About the Royal Borough of Kensington and Chelsea

Image and reality

The immediate image of Kensington and Chelsea is of the architecture, famous landmarks and glamorous residents. The reality is much more complex and fascinating – a highly urban, multicultural, dynamic population embracing those who are new to London, and established families, some of whom are, as yet, at the bottom of life’s ladder and some very near the top. We have many more street homeless, asylum seekers and people with mental illness than most urban areas.

The population is multicultural and multilingual. Our schools have more than twice the national rate of pupils from disadvantaged backgrounds, and while seven wards in Kensington and Chelsea are among the least deprived nationally, two wards are among the ten per cent most deprived in England.

Although the borough is geographically one of the smallest in London, at just over 4.7 square miles, it is one of the most densely populated areas in Europe – the current population is estimated at 190,000 people and there is a high population turnover estimated at over 20 per cent per year. The borough is primarily residential in character. Property prices and private sector rents are the highest in the country. However, half the permanent lettings by registered social landlords are to homeless households and there are 1,000 households living in temporary accommodation.

In addition to residential accommodation, the borough is also home to internationally recognised shopping centres, 12,000 businesses and over 120,000 jobs, three of the most visited museums in the UK and the second largest number of hotel beds in any London borough. It is in this diverse, dynamic and demanding context that we work. Half the borough’s children are educated privately, while half of our maintained school pupils receive free school meals.

Half the school population comes from ethnic minority groups and nearly half speak English as an additional language. Some of our schools experience a high turnover of pupils – with new pupils likely to be refugees, asylum seekers or from a transient population.

Our vision and ambition

Kensington and Chelsea is a vibrant and diverse area at the heart of one of the world’s major cities.
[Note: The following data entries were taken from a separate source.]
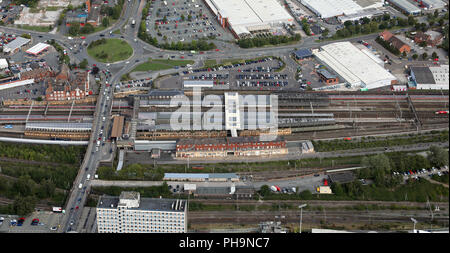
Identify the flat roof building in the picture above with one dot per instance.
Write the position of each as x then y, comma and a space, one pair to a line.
246, 16
406, 7
15, 45
129, 213
430, 78
331, 8
201, 177
3, 63
357, 67
433, 4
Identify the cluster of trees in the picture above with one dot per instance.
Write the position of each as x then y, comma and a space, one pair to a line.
271, 40
83, 64
45, 153
366, 26
388, 46
28, 3
372, 142
32, 184
385, 186
445, 42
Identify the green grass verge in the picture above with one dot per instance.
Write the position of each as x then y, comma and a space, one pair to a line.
156, 64
112, 51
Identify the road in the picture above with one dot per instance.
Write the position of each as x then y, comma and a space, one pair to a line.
141, 52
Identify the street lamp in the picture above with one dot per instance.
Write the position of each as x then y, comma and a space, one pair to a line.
301, 215
415, 221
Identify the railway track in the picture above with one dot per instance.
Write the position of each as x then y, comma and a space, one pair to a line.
351, 216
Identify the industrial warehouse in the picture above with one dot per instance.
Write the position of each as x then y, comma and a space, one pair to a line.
430, 78
332, 8
244, 17
358, 67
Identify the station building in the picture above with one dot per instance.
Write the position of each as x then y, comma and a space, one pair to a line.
129, 213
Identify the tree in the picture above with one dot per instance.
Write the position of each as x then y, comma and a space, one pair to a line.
74, 29
23, 186
83, 64
434, 55
23, 205
438, 156
325, 32
48, 187
424, 56
411, 20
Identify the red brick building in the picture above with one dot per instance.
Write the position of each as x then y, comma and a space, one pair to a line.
230, 146
67, 86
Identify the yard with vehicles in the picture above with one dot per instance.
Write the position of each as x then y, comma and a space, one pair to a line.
179, 26
110, 50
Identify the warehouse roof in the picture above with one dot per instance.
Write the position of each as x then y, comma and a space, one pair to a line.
36, 49
406, 6
355, 66
342, 177
326, 74
331, 8
423, 75
250, 12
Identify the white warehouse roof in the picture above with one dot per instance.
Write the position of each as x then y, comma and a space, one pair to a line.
36, 49
331, 8
242, 15
354, 65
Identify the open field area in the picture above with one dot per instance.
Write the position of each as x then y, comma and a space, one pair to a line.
110, 50
159, 64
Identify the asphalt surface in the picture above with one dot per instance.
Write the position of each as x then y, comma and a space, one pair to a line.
143, 51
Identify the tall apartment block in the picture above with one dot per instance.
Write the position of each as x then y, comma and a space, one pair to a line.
131, 214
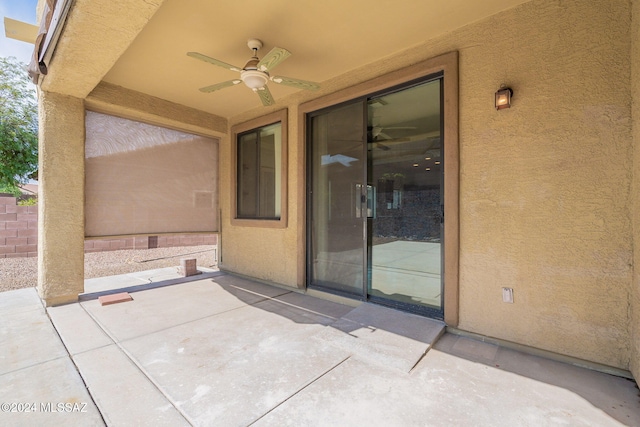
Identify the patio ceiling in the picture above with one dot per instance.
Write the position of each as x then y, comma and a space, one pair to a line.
326, 38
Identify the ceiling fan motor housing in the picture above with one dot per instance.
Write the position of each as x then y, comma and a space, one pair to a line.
254, 79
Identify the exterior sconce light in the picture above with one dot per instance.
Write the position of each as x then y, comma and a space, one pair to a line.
503, 97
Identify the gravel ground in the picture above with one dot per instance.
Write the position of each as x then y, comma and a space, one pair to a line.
18, 273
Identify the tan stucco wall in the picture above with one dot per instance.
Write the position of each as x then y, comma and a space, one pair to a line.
545, 186
61, 198
96, 34
635, 286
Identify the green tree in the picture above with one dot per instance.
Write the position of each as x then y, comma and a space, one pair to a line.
18, 125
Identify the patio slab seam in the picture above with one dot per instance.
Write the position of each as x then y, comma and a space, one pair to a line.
313, 380
75, 366
135, 363
33, 365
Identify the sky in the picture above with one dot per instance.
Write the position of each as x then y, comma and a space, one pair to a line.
22, 10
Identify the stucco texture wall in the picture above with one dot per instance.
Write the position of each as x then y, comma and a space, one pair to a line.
545, 186
635, 287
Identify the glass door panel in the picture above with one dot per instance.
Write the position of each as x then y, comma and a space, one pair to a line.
405, 167
337, 208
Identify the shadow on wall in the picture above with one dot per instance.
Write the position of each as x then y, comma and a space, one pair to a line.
19, 234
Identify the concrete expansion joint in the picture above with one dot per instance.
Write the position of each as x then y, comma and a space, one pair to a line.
137, 366
300, 389
75, 366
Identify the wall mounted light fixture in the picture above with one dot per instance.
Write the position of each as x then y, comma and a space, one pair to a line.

The services the Council provides have a direct and daily impact on people’s lives. The Council aims to provide services of the highest quality in all those areas that affect the lives of residents and to make the borough a better place in which to live and work, and to visit.

The Council’s values are expressed below:

  • public service: this is our core value. We put the public at the centre of what we do, acting with honesty, integrity, impartiality and objectivity
  • positive: we recognise that we are part of a bigger team and that our success depends on working together across and outside the organisation
  • appreciative: we recognise and acknowledge the contributions of others and are open and receptive to constructive challenges of our own ideas
  • innovative: we continuously seek new and better ways to improve our services and give better value to our tax payers

Schools in the Royal Borough of Kensington and Chelsea

The Royal Borough maintains four nursery schools, 26 primary schools, five secondary schools, two special schools and a Pupil Referral Unit.

Schools in the Royal Borough are exciting and diverse, and they perform very strongly. Results achieved by children attending our schools significantly exceed the levels of attainment that the demographics of the borough would suggest they should.

The Royal Borough has a good record of achievement and inclusion. Pupils in our schools make good progress and schools are committed to ensuring that all children and young people are able to achieve their full potential.